The super-committee of Congress is the latest group to confess abject defeat by the Treasury budget deficit. Who can be surprised by this total failure? During the past generation Congress has made as many as fifteen legislative attempts to control government spending — aimed ultimately at a balanced budget. The most notable efforts were those sponsored by the all-time budget hawk, Senator Phil Gramm of Texas. But every administrative and legislative effort by the authorities, no matter how well-intentioned, has collapsed. Why is this so?
Nobel economist Milton Friedman believed the solution to the budget deficit problem was to deny Congress tax revenues. So he advised Congressmen and Presidents to oppose all tax increases — thereby denying bloated government the funds with which to increase spending. But Friedman’s advice has failed, too. We know this because marginal tax rates have been reduced from as high as 70% in 1964 to 15-20-39% in 2011 — depending on the type of income. But congressional spending has nevertheless increased every year — such that, today, only 60% of the Federal budget is financed by taxes, the remainder by Treasury debt. Total direct Federal debt is now about equal to total U.S. output.
The intractable budget deficit and the inexorable rise of government spending has a simpler explanation. Congress and the Treasury are in possession of several open-ended charge accounts — “permanent credit card financing” — with no limits. With its charge cards the Treasury can borrow new credit (money) from the banking system — much of what it needs every year to finance the ever-rising budget deficit.

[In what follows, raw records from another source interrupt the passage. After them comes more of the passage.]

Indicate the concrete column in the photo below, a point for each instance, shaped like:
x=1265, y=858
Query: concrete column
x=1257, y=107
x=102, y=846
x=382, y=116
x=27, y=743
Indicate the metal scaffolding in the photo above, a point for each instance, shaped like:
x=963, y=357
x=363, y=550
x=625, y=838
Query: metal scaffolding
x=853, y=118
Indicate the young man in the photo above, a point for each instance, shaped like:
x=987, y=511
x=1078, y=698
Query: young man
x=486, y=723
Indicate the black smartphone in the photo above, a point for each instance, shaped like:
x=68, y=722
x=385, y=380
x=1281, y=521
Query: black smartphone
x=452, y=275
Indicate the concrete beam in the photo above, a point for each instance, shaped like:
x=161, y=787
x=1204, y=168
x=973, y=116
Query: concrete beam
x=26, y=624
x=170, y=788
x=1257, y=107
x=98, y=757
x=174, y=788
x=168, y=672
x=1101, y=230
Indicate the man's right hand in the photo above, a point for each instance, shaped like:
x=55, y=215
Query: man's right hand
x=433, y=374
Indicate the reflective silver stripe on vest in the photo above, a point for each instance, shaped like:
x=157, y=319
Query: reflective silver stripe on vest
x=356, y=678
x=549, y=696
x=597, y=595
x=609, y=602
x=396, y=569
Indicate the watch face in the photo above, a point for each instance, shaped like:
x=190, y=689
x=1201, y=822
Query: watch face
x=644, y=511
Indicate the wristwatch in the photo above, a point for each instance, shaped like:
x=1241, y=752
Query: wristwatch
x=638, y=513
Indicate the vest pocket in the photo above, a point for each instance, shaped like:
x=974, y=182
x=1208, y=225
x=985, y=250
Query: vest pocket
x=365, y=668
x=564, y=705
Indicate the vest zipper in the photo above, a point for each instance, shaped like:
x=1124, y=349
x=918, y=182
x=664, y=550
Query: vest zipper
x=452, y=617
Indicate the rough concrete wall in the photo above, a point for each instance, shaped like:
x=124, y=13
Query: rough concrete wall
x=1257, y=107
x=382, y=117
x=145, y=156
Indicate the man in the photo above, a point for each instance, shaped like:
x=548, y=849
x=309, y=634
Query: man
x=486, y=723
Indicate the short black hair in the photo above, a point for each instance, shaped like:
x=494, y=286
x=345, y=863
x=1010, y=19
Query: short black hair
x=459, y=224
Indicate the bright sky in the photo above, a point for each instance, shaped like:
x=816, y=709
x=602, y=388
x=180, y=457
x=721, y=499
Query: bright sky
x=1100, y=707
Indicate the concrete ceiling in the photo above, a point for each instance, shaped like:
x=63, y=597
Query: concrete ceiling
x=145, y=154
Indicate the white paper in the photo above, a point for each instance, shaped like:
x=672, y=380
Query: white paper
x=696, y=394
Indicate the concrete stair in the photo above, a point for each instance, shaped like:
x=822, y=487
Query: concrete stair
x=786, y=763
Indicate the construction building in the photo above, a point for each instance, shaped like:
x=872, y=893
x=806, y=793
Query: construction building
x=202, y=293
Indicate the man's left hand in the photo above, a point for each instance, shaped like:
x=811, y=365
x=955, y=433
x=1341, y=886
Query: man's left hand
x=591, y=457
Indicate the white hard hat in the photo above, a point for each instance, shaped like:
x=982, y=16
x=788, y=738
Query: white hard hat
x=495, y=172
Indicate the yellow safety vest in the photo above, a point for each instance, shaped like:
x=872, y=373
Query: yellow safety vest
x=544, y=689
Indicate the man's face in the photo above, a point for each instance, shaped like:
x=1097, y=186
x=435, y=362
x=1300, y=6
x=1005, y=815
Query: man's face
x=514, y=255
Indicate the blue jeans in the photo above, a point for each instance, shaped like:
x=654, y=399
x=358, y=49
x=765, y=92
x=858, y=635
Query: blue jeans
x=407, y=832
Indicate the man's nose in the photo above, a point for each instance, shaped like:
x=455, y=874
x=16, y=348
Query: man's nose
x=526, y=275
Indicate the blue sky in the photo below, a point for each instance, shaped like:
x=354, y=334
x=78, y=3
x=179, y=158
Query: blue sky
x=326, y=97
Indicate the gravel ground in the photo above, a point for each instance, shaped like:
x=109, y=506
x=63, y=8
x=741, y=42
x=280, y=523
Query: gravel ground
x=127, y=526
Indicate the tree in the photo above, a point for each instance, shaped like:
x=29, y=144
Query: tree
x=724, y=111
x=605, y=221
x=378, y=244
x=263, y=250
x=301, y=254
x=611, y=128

A look at the current Federal Reserve Balance Sheet shows that the Fed has created about $1.7 trillion of new credit (money) with which to purchase Treasury debt. Foreign central banks have created about $2.7 trillion of new credit to purchase U.S. Treasury bonds. This global, electronic, money-printing exercise has financed almost 30% of the total direct debt of the U.S. Treasury. In 2002, Ben Bernanke, now Chairman of the Fed, did not mince words to describe this process:
[U]nder a fiat (that is, paper) money system, a government (in practice, the central bank in cooperation with other agencies) should always be able to generate increased nominal spending and inflation, even when the short-term nominal interest rate is at zero…. [T]he U.S. government has a technology, called a printing press (or, today, its electronic equivalent), that allows it to produce as many U.S. dollars as it wishes at essentially no cost.
He might have added that these “no cost” dollars, printed by the Fed, are the enablers of the perennial U.S. budget deficit.
But the Fed is not the only credit card used by the Treasury to finance the budget deficit. Because the dollar is the world’s reserve currency, foreign central banks also finance U.S. budget deficits (as the custody account of the Fed balance sheet shows). Domestic and foreign commercial banks, too, supply vast amounts of new credit to the U.S. Treasury because domestic, foreign, and international bank regulators, such as the Basel authorities, define U.S. sovereign bonds as high quality assets for which bank reserves are not necessary. Therefore financial institutions can qualify their overleveraged balance sheets by loading up on Treasury Securities. Indeed, only 10-20% of the total direct debt of the U.S. Treasury is now owned by the non-bank, non-government private market. Given the reserve currency role of the dollar, the Federal Reserve and foreign central banks have been given every institutional incentive to finance the U.S. budget deficit. Beginning with World War I, every monetary discipline has been removed by domestic and international authorities, such that runaway government spending everywhere relies on the ultimate credit card — newly created money in the banking system.